Nvidia To Build DGX Complexes In Clouds To Better Capitalize On Generative AI

GPU computing platform maker Nvidia announced its financial results for its fiscal fourth quarter ended in January, which showed the same digestion of already acquired capacity by the hyperscalers and cloud builders and the same hesitation to spend by enterprises that other compute engine makers for datacenter computing are also seeing.

That’s not news, and it is not really a big surprise. And don’t get us wrong: The Q4 and fiscal 2023 financial results are interesting. But what is really interesting – and what Nvidia said very little about on the call – was something called Nvidia DGX Cloud, which the company thinks will position it to help democratize generative AI capabilities for all organizations around the world, not just the hyperscale and cloud elite.

Nvidia is not big enough – or stupid enough – to try to build its own cloud infrastructure with its own money, and co-founder and chief executive officer Jensen Huang no doubt saw the OpenStack collective, VMware, Dell, and Hewlett Packard Enterprise all try to go up against Amazon Web Services and try to elbow their way in beside Microsoft Azure and Google Cloud in the early part of the last decade.

VMware, Dell, HPE, and Rackspace/OpenStack all failed, and for the most part the latter two were trying to catch up to AWS. (Azure has carved out its place, thanks to its Windows Server platform, and Google Cloud is very much a work in progress but only a fool counts Google out.)
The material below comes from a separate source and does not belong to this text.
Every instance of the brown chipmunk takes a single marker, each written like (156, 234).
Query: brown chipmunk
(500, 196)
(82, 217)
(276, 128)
At a certain point, no company in tech besides those with absolutely huge advertising businesses – like Google and Facebook – huge software businesses – like Microsoft – and huge retail operations with first mover advantage – like Amazon and Apple – can actually build their own cloud. Facebook and Apple choose not to build big infrastructure and not rent capacity out on it. The others see the wisdom in having millions of other organizations give them money to borrow capacity on – what? – 100X to 10,000X more capacity than they would ever need to run their own businesses. And pay a premium for the pleasure of doing so.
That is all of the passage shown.